To Database or Map/Reduce It?
August 29, 2009The more and more meetings I've attended recently including some at major US funding institutions have included debates between two factions of people:
- Those that would group themselves as members of the database community.
- Those that would group themselves as members of the Hadoop/MapReduce community.
Now, debates are healthy, and I'm all for them, but I can't happen to think that this is an apples and oranges waste of time. At work, I regularly deal with the management of large scale science data, and its dissemination. My dissertation research investigated a framework for predicting (based on posterior analysis of successful decisions) the appropriate data movement technology (or set of technologies) to apply to these problems. What I'm hearing though regularly at these meetings regarding large scale data management is this fundmanetal(ly wrong) question:
Should we use a traditional DBMS solution or should we use Map Reduce to query and manage our large data?The reasons behind this boil down to what i feel is really a misunderstanding on the part of the database community -- Hadoop and the Map Reduce paradigm of programming made famous by Google's paper are not necessarily replacements for database management systems. Nor should it be the goal for folks to synergistically merge the two, and build Databases that execute their queries using Map Reduce over Hadoop, or to build a Map Reduce framework that executes using a DBMS query executor. Neither of these really make sense because these technologies are really complimentary if anything, but more likely specific solutions to problems where they make sense. Let's take a real example of this:
I was involved in the NASA Orbiting Carbon Observatory mission, the one that unfortunately fell out of the sky in February 2009. The Level 2 algorithm that produced the output science products that would ultimately be distributed to the community for analysis looked very much like a Map Reduce type problem -- it involved a chunker, that split up a Level 1B data file into small pieces of the original file to be handed to many copies of the Level 2 algorithm, that were to execute in parallel -- the results of this distributed execution were then to be aggregated and disseminated as a single Level 2 product file. That said, this process involved many elements of data management -- for example, this Level 2 algorithm required that we staged the appropriate Level 1B file to a cluster node for use in processing -- additionally, the intermediate outputs generated by the Level 2 algorithm needed to be cataloged so that they could be looked up later for aggregation by the Level 2 aggregator.

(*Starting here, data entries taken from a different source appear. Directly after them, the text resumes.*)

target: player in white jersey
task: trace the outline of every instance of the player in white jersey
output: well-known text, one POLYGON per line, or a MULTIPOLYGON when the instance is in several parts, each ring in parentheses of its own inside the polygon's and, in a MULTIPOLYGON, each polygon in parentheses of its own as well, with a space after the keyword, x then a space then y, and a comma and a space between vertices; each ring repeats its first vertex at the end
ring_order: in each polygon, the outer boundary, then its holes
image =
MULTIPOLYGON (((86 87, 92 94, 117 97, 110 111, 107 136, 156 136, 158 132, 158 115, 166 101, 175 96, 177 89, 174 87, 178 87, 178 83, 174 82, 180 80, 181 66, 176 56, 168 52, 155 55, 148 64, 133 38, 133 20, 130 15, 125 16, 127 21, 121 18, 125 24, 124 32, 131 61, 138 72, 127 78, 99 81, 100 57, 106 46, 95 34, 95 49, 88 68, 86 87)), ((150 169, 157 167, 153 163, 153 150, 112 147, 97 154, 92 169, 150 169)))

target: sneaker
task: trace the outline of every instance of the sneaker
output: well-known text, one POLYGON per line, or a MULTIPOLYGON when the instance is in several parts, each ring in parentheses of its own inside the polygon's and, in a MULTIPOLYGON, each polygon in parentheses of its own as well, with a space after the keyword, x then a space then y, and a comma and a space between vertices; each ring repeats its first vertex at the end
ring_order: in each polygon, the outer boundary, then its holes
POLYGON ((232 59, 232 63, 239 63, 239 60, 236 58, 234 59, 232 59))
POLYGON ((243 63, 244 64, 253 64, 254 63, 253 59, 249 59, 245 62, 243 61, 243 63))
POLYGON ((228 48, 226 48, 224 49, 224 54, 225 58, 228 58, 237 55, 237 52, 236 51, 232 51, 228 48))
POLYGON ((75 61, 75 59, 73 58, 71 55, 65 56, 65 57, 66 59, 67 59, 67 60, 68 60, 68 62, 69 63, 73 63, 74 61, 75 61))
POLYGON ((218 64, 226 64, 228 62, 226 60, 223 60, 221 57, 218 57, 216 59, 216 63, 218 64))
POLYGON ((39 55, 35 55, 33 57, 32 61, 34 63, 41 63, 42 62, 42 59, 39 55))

In all, this was a problem that really had elements of both a DBMS type system, along with the Map Reduce paradigm of execution. This would be a solution where you can envision something like a Hadoop, as well as a DBMS system (for file cataloging) coming into play. So, why does it have to be one or the other? Why can't it be both?
In my opinion, the use of databases for science data really boils down to a few fundamental concerns:
- Distribution of the data -- unfortunately, as opposed to traditional DBMS'es, the data can't just be dumped into a single database. There are ownership and funding issues, and requirements that the data be co-located with its science expertise.
- Access patterns -- how do the users want to obtain the information? Do they want to obtain it using a declarative SQL type pattern? Even if this is true, this no longer mandates the use of a database, thanks to a recent Apache project or two.
- Organization of science data -- science data is organized as file granules, that encapsulate a particular series of observations over space and time into a data unit -- science data is not organized in the relational model, as tables, with rows and columns for each row.
So, for me, while I think databases certainly have a purpose in ACID type operations, and environments where there are lots of transactions and file access patterns are ad-hoc (read/write and random access with append/replace anywhere), I think in the science realm life is different. Files are typically append-only and frequently read but not write.
What's more, the sheer impunity by which technologies like Hadoop and paradigms like Map Reduce have fostered a world-wide adoption and community of support leads me to believe that there is something there more than smoke, and something that certainly could benefit the scientific community in a more direct and immediate way.
To wrap it up though -- can we agree that the Map Reduce paradigm and Hadoop are really different beasts though than DBMS'es? They are not equivalent people!